54.—Messer Bernardo then continued:
“Moreover common affectations are tedious, but they excite much laughter when they are beyond measure: like those we sometimes hear from certain mouths regarding greatness or courage or nobility; or sometimes from women, regarding beauty or fastidiousness. As was not long since the case with a lady who remained sad and abstracted at some great festival; and when asked what she was thinking about that should make her so gloomy, she replied: ‘I was thinking of a matter that troubles me greatly whenever it occurs to me, nor can I lift it from my heart; and this is, that on the universal Judgment Day, when all men’s naked bodies must rise and appear before the tribunal of Christ, I cannot endure the distress I feel at the thought that my body will have to be seen unclothed among the rest.’ Being extravagant, such affectations as these cause laughter rather than tedium.
“You all are familiar with those splendid lies so well composed that they move to laughter. A very excellent one was but lately told me by a friend of ours who never suffers us to be without them.”
55.—Then the Magnifico Giuliano said:
“Be that as it may, it cannot be more excellent or more ingenious than one which a fellow-Tuscan of ours, a merchant of Lucca, affirmed the other day as a positive fact.”

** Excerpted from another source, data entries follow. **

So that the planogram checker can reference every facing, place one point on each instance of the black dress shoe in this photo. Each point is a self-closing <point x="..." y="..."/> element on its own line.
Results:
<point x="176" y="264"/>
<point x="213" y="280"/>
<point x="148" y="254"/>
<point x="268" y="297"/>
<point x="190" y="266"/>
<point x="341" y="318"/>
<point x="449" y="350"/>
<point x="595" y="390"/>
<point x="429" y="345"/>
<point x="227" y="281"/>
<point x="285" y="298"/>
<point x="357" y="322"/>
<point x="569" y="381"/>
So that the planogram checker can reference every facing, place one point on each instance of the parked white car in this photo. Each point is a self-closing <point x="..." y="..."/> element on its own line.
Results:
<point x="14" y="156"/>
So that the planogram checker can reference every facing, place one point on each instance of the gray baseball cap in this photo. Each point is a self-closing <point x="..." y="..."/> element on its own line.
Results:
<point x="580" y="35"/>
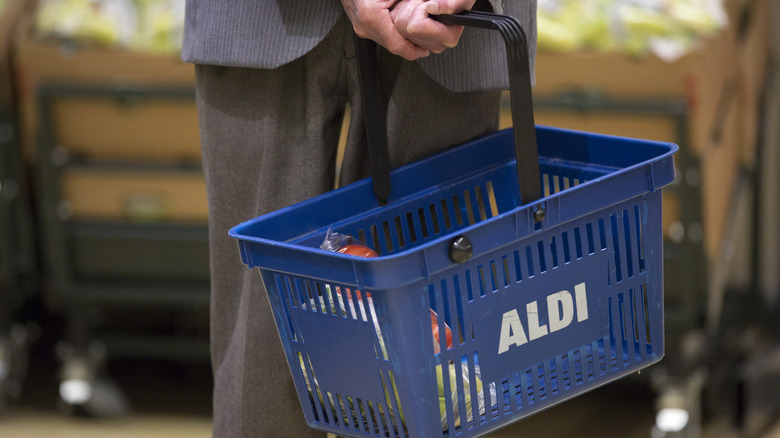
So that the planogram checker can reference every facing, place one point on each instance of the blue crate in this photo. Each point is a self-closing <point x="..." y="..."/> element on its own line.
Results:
<point x="541" y="312"/>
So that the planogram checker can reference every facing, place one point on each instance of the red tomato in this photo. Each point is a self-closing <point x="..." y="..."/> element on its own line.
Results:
<point x="357" y="249"/>
<point x="435" y="328"/>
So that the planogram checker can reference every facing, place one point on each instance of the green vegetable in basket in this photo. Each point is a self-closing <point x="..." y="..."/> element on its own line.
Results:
<point x="454" y="391"/>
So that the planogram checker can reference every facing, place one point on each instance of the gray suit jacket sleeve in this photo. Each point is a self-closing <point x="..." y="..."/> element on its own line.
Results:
<point x="271" y="33"/>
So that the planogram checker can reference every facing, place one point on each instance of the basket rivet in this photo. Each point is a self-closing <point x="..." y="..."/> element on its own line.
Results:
<point x="460" y="249"/>
<point x="539" y="214"/>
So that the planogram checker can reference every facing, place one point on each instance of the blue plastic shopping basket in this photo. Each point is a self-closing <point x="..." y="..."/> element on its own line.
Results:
<point x="545" y="300"/>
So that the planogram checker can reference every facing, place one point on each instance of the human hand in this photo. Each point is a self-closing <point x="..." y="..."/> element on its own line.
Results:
<point x="371" y="19"/>
<point x="412" y="19"/>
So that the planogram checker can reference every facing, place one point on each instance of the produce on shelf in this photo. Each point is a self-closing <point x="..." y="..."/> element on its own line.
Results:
<point x="154" y="26"/>
<point x="666" y="28"/>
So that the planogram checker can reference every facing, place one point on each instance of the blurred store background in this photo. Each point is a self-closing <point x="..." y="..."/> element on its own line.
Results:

“Tell it to us,” added my lady Duchess.
The Magnifico Giuliano replied, laughing:
“This merchant, so he tells the story, once finding himself in Poland, decided to buy a quantity of sables with the intention of carrying them into Italy and making great profit thereby. And after much effort, being unable to enter Muscovy himself (by reason of the war that was then waging between the King of Poland and the Duke of Muscovy), he arranged with the help of some people of the country, that on an appointed day certain Muscovite merchants should come with their sables to the frontier of Poland, and he promised to be there in order to strike the bargain. Accordingly, proceeding with his companions towards Muscovy, the man of Lucca reached the Dnieper, which he found all frozen as hard as marble, and saw that the Muscovites (who on account of the war were themselves suspicious of the Poles) were already on the other bank, but approached no nearer than the width of the river. So, having recognized each other, the Muscovites after some signalling began to speak with a loud voice, and to ask the price that they wished for their sables; but such was the extreme cold that they were not heard, for before reaching the other bank (where the man of Lucca and his interpreters were) the words froze in the air, and remained there frozen and caught in such manner that the Poles, who knew the custom, set about making a great fire in the very middle of the river; because to their thinking that was the limit reached by the warm voice before it was stopped by freezing, and the river was quite solid enough to bear the fire easily. So, when this was done, the words (which had remained frozen for the space of an hour) in due course began to melt and to fall in a murmur, like snow from the mountains in May; and thus they were at once heard very well, although the men had already gone. But as the merchant thought that the words asked too high a price for the sables, he would not accept the offer and so returned without them.”[[210]]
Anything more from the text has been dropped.